California Sen. Kamala Harris made two notable fundraising moves Wednesday that are sure to fuel speculation about her prospects to be Joe Biden's running mate on the Democratic presidential ticket.
Harris, who dropped out of the White House race in December, set up a joint fundraising operation with the Democratic National Committee, an arrangement that is typically reserved for nominees trying to attract large donations from the party’s biggest boosters. Hours later, she made a surprise appearance on a virtual fundraiser, introducing Biden to donors.
Harris, 55, will host her own virtual fundraiser Thursday. The deal allows contributors to give a maximum of $357,800, with $2,800 going to retire Harris’ presidential campaign debts and the rest going to the national party.
The senator and the DNC filed paperwork for the arrangement Wednesday with the Federal Election Commission, in the first joint fundraising agreement of its kind for Democrats this election cycle. Biden and the party chairman, Tom Perez, had been hesitant to enter into such an arrangement while Vermont Sen. Bernie Sanders was still actively campaigning against Biden. But Sanders suspended his campaign Wednesday, making Biden the presumptive nominee.
Party officials did not say whether they have asked other former candidates for a similar fundraising arrangement, but that could become moot now that Biden no longer must navigate Sanders as a rival. Regardless, it's a testament to Harris' good standing among some of the party's top donors.
In her Biden fundraising cameo Wednesday afternoon, Harris appeared on video from Washington, blasting Trump as a “complete failure” and, in an effusive introduction, asserting that Biden would be the right president at a time when people “need to have hope ... need to have faith.” The former vice president responded in kind, praising Harris for running a “helluva race” and reminding attendees that “we go back a long way,” a reference to Harris’ friendship with Biden’s late son, Beau. Harris was California's attorney general the same time that Beau Biden held the post in Delaware.

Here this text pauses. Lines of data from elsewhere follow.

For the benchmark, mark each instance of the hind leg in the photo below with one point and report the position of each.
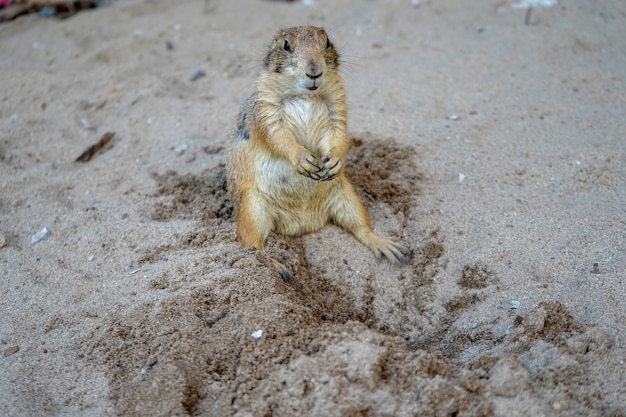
(254, 224)
(347, 211)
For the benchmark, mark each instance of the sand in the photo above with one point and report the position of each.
(494, 149)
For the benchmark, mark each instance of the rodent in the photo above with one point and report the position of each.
(288, 149)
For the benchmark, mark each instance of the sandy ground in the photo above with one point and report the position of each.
(495, 150)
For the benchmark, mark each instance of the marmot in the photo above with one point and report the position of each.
(288, 147)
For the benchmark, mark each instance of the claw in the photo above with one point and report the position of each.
(286, 275)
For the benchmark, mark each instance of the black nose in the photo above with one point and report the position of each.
(314, 70)
(314, 76)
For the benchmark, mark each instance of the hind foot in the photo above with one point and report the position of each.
(282, 270)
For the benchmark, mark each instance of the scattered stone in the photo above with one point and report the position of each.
(596, 267)
(197, 75)
(86, 124)
(39, 236)
(10, 351)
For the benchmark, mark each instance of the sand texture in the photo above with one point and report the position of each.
(494, 149)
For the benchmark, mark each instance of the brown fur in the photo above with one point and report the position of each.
(288, 147)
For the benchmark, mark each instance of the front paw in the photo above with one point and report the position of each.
(333, 166)
(308, 165)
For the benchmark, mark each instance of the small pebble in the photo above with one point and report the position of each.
(596, 267)
(197, 75)
(85, 123)
(11, 351)
(41, 235)
(181, 148)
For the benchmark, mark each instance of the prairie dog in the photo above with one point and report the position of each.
(288, 148)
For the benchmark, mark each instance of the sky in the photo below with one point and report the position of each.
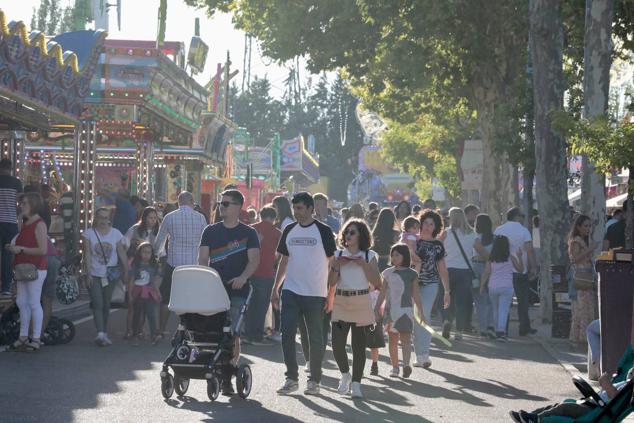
(138, 21)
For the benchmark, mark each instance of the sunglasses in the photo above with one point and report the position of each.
(226, 204)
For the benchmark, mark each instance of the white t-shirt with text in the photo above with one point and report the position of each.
(518, 236)
(104, 254)
(308, 249)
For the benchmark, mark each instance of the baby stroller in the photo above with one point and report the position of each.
(203, 345)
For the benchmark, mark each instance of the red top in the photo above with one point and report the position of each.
(269, 238)
(26, 238)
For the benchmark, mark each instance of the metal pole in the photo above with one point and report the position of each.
(77, 184)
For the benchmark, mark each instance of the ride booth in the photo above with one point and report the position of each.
(43, 83)
(143, 103)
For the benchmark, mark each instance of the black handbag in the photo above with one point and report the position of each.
(374, 335)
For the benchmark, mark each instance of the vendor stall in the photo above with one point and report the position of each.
(299, 167)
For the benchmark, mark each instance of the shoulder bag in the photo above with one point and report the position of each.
(583, 280)
(24, 272)
(475, 281)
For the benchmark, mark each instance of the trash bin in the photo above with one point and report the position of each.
(562, 309)
(616, 287)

Seemingly teasing the running mate chatter, Biden added: “I’m so lucky to have you be a part of this partnership going forward. Working together, we can make a great deal of progress. ... I’m coming for you, kid.”
Harris endorsed Biden last month after Elizabeth Warren, the last of her female colleagues from the Senate, had dropped out of the race.
The California senator has tried to sidestep speculation about joining the Democratic ticket. “I know that conversation is taking place in the press and among the pundits, and I’m honored to even be considered, if that’s the case,” Harris said earlier Wednesday on ABC's “The View.”
Biden has committed to selecting a woman as his running mate, and there’s a considerable push in the party for him to select a woman of color, recognizing both black women’s place as anchors of Biden’s coalition and the rising influence of Hispanic voters. Harris is the daughter of Indian and Jamaican immigrants.
Biden has said previously that Harris is qualified to be president or vice president and noted that the former prosecutor could be an able attorney general or Supreme Court justice. His aides have dismissed any notion that hard feelings carried over from Harris’ aggressive attacks on Biden in a June presidential primary debate.
Harris said on ABC that she has “a great deal of affection” for Biden and believes “he’ll be an extraordinary president.”
Their interaction and comments Wednesday stand in sharp contrast to their most headline-grabbing encounter of the Democratic presidential primary. Harris blistered the 77-year-old Biden in the first Democratic debate for having opposed federal court-ordered busing in the 1970s as a way to integrate public schools like the one she attended at the time in Oakland, California.
“I do not believe you are a racist,” Harris said to open a critique that clearly rattled Biden.
His advisers at the time said Harris' approach surprised Biden based on their ties through Beau, who died in 2015, a year before Harris was elected to the Senate. The former vice president has since sharpened his explanation of his Senate record on race, and aides have said he holds no grudge from that Harris exchange.